Aplicações Práticas das Ciências Penais
Momento Explicativo – Criminologia
Para reconhecer a função da Criminologia, podemos estudar a chamada violência de gênero, que tem como substrato social a discriminação contra as mulheres e, especialmente, a violência doméstica.
Momento Decisório – Política Criminal
A principal inovação da Lei Maria da Penha foi a escolha de uma política criminal especialmente dirigida à exclusiva proteção da mulher, o chamado sexo fraco, em contraposição ao sexo forte. A Lei Maria da Penha traz consigo várias medidas que se destinam à prevenção da violência doméstica e de gênero.

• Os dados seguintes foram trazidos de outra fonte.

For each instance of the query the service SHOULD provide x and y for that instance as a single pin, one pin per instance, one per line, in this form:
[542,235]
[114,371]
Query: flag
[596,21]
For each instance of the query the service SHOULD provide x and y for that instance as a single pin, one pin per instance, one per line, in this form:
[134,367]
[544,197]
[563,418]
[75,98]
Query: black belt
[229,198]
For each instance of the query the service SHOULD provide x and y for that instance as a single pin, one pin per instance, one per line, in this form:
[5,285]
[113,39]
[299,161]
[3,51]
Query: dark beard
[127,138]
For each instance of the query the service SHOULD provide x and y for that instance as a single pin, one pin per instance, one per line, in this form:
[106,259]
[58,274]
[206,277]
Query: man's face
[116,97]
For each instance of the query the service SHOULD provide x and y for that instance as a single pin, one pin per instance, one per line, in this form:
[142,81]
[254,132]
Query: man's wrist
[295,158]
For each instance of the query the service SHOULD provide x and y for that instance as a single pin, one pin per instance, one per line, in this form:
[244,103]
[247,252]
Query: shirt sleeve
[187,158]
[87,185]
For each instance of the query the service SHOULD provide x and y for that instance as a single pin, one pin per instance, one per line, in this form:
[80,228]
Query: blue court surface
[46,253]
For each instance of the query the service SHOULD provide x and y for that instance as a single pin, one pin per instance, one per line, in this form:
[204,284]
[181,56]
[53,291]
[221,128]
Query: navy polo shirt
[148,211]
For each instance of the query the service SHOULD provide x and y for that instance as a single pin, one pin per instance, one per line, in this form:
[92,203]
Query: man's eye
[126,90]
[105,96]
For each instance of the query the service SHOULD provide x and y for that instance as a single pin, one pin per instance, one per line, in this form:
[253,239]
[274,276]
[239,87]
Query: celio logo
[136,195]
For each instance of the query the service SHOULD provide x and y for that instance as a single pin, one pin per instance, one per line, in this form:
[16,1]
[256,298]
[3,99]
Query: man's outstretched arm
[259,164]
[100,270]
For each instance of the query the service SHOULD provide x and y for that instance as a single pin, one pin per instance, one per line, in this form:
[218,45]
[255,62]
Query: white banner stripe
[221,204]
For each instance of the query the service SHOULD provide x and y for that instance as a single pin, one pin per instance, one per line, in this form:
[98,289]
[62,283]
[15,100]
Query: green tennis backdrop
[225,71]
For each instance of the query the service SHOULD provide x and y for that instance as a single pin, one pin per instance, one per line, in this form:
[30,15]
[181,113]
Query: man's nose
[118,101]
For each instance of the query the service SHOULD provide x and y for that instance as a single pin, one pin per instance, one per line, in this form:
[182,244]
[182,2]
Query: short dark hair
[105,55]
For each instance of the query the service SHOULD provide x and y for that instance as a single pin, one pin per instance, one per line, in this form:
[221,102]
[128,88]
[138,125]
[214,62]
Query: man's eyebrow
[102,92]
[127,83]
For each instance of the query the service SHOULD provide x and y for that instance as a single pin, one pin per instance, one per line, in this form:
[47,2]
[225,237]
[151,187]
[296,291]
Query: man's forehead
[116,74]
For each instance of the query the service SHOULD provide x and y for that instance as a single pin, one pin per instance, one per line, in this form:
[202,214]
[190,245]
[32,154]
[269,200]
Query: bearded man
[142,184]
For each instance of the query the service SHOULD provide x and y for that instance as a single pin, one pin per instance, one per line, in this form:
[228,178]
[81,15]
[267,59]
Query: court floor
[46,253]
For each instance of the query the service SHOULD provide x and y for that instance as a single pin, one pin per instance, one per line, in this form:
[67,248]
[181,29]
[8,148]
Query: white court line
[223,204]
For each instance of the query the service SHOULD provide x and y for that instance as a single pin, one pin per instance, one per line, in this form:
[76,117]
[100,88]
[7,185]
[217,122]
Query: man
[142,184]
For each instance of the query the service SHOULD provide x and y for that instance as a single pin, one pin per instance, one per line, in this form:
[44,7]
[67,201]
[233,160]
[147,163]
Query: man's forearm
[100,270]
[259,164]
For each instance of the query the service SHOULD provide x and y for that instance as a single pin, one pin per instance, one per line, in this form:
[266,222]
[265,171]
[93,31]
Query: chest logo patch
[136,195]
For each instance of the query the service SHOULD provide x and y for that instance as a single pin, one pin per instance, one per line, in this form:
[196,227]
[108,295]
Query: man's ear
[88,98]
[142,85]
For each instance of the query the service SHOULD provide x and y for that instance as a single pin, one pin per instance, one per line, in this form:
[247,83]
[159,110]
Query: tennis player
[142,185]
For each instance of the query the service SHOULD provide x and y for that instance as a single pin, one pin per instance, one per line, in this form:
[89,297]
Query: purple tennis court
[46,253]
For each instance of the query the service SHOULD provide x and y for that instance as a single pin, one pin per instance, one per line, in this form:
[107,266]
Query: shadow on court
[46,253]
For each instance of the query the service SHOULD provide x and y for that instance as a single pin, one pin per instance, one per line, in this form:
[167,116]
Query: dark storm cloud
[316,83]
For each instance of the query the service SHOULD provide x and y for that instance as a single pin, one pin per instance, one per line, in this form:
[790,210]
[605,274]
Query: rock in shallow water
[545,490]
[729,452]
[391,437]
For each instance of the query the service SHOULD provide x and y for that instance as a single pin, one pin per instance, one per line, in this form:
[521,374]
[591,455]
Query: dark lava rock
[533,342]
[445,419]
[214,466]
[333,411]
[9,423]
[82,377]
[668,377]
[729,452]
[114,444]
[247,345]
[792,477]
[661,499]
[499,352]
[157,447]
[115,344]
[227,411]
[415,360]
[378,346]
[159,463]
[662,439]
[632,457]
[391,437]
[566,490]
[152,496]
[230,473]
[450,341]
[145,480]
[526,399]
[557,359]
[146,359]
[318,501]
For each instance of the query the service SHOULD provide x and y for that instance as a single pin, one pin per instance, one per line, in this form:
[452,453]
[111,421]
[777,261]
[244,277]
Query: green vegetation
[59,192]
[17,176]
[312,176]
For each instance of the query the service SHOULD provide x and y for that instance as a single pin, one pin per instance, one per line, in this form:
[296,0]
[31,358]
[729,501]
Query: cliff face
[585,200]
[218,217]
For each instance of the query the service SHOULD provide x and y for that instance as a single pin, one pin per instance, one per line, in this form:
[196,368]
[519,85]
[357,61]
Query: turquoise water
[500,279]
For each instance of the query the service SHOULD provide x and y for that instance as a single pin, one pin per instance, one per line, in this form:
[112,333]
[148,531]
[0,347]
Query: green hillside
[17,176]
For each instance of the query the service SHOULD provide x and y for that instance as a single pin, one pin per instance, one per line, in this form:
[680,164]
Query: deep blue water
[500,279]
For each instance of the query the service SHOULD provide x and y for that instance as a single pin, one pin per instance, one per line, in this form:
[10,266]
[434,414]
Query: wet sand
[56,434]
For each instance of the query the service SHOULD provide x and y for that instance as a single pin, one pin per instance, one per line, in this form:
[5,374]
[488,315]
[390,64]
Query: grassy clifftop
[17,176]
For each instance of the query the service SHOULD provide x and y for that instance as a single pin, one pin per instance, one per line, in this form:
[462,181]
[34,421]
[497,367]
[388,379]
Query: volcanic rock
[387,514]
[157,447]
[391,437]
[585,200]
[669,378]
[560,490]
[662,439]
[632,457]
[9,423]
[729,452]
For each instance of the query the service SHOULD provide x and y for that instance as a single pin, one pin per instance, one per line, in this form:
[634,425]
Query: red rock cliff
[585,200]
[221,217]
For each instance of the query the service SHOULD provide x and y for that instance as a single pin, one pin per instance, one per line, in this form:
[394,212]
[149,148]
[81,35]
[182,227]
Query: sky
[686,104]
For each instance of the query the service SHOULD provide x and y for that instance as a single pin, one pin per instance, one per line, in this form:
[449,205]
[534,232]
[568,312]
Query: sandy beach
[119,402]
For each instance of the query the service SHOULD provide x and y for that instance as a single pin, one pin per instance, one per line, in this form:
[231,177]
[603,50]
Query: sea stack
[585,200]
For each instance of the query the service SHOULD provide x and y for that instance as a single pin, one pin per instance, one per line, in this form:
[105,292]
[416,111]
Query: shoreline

Momento Instrumental – Direito Penal
A Lei Maria da Penha majorou a pena do parágrafo 9º do art. 129 do Código Penal, que estabelecia detenção de 6 (seis) meses a 1 (um) ano (parágrafo acrescentado pela Lei 10.886/2004). Com a majoração trazida pela nova lei, a pena passou a ser de detenção de 3 (três) meses a 3 (três) anos, retirando a característica de infração de menor potencial ofensivo, conforme art. 61 da Lei dos Juizados Especiais, que possibilitava a aplicação de benefícios da Lei 9.099/95 nas lesões corporais no âmbito da violência doméstica.
Conceitos de Intervenção Penal
- Criminalização:
- Identifica-se (em geral) com os movimentos intervencionistas (como a Law and Order) e os modelos autoritários. Significa elevar à categoria de ilícitos penais fatos até então desconhecidos do direito, ou considerados apenas ilícitos civis ou administrativos, ou antissociais, mas que vinham sendo tolerados.
- Descriminalização:
- Identifica-se (em geral) com os movimentos não intervencionistas (como o direito penal mínimo) e os modelos liberais. Significa retirar o caráter criminoso de certos fatos, mas ainda mantê-los como infrações penais (contravenções penais), ou mesmo deixar de reconhecer o fato como ilícito penal, continuando como ilícito em outros setores do ordenamento, ou ainda, tornar lícitos (permitidos) certos fatos criminosos.
- Penalização:
- Identifica-se (em geral) com os movimentos intervencionistas (como a Law and Order) e os modelos autoritários. Significa valorizar a pena como resposta ao comportamento antissocial ou já definido como ilícito, utilizando a via legislativa. Todavia, no plano doutrinário e judiciário, é possível observar uma penalização de fato como resultado da atividade interpretativa da lei por parte da doutrina e jurisprudência.
- Despenalização:
- Identifica-se (em geral) com os movimentos não intervencionistas (como o direito penal mínimo) e os modelos liberais. Significa utilizar medidas que visam a restringir ou impor condições à aplicação da pena, ou que permitam a substituição da prisão por penas patrimoniais ou restritivas de direitos, ou mesmo que impeçam a execução da pena de prisão. Tudo isso, sem excluir o caráter criminoso do fato.